Can you believe Katrina's 'hichki' was dancing?

Rani Mukerji's Hichki has her playing a teacher with Tourette Syndrome, and how she overcomes this 'hichki' or roadblock in her life.

To promote her film, the actress asked her friends in the industry what their 'hichkis' were, and how they overcame them.


Katrina Kaif: 'She is zero in dancing'

IMAGE: Katrina Kaif in Dhoom 3.

There have been quite a few hichkis in my life, as we all have.

I am going to choose the hichki that was there at the beginning of my career, which was dancing.

I was doing a song in a Telugu film with Venkatesh. Raju Sundaram was the choreographer and he was getting very irritated at me.

I thought I was dancing really well.

He didn't say anything, but I could tell there's some problem.

A few weeks later, Raju Sundaram was on the set of Wanted. He didn't know I was there on the shoot.

You know Salman likes to do a bit extra, chabi maro.

So he said, 'You were telling me that you just worked with this girl Katrina. How is she as a dancer?'

So Raju just said 'Sir, she is zero,' which shocked me.

I used to feel very conscious. Anyway I wasn't that confident in my dance and then I got more conscious.

On Sunil Darshan and Dharmesh Darshan's suggestion, I went to this guru, Veeru Krishnan.

Every morning, from 7 am to 1 pm, I would go to a really small place that he has, wear my ghungroos and rehearse.

I would definitely not call myself a trained Kathak dancer at all, but he gave me that self belief.

Bosco gave me confidence to perform to my best in Race.

What really makes a difference to a person to overcome a roadblock is that the person gives you the confidence to make you believe that you can actually do it.



Aamir Khan: 'Haven't been able to improvise on my obsessive personality'

Photograph: Hitesh Harisinghani/

First of all, I would like to congratulate Rani and the entire team of Hichki that they have chosen this topic. My good wishes are with them.

My biggest hichki is my obsessive personality.

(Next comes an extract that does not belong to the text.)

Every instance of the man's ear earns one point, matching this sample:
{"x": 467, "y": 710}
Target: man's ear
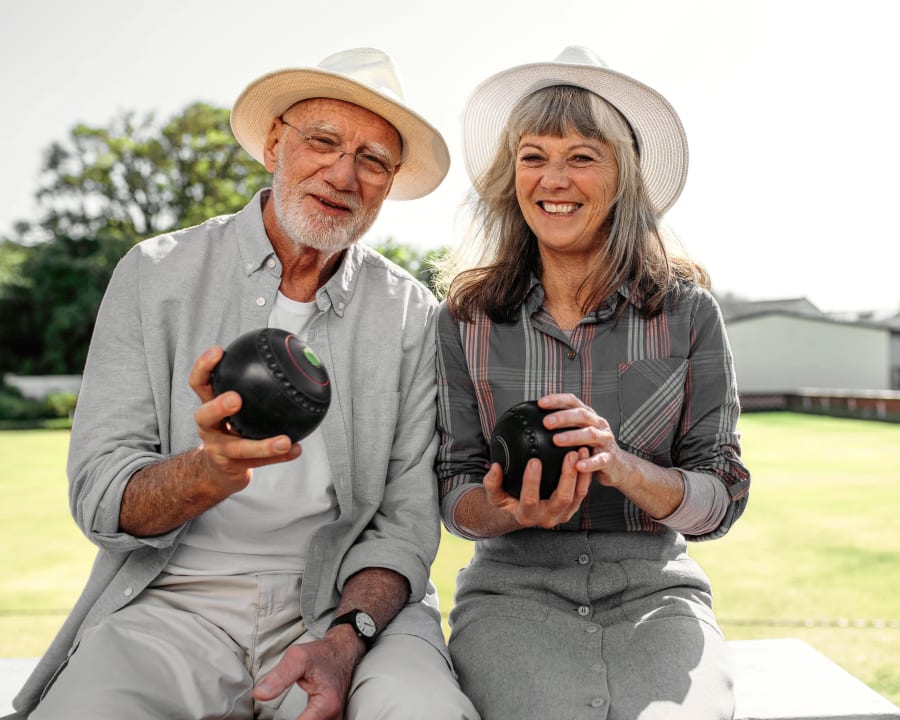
{"x": 270, "y": 148}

The truth is I still haven't been able to improvise on it. My struggle to overcome it still continues.

Hopefully, when I see the film I will be able to address my hichki and improve myself.



Salman Khan: 'I take my work seriously now'

Photograph: Kind courtesy Being Human/Instagram

My hichki was that I used to take my work very casually.

That has changed now. I take my work seriously now.

I have realised that nothing is better than work.

So all of you should also take work seriously and appreciate every single day that you are working. God bless.


Shah Rukh Khan: 'For me, acting is not a profession'

Photograph: Kind courtesy Shah Rukh Khan/Instagram

My greatest hichki moment is the death of my parents.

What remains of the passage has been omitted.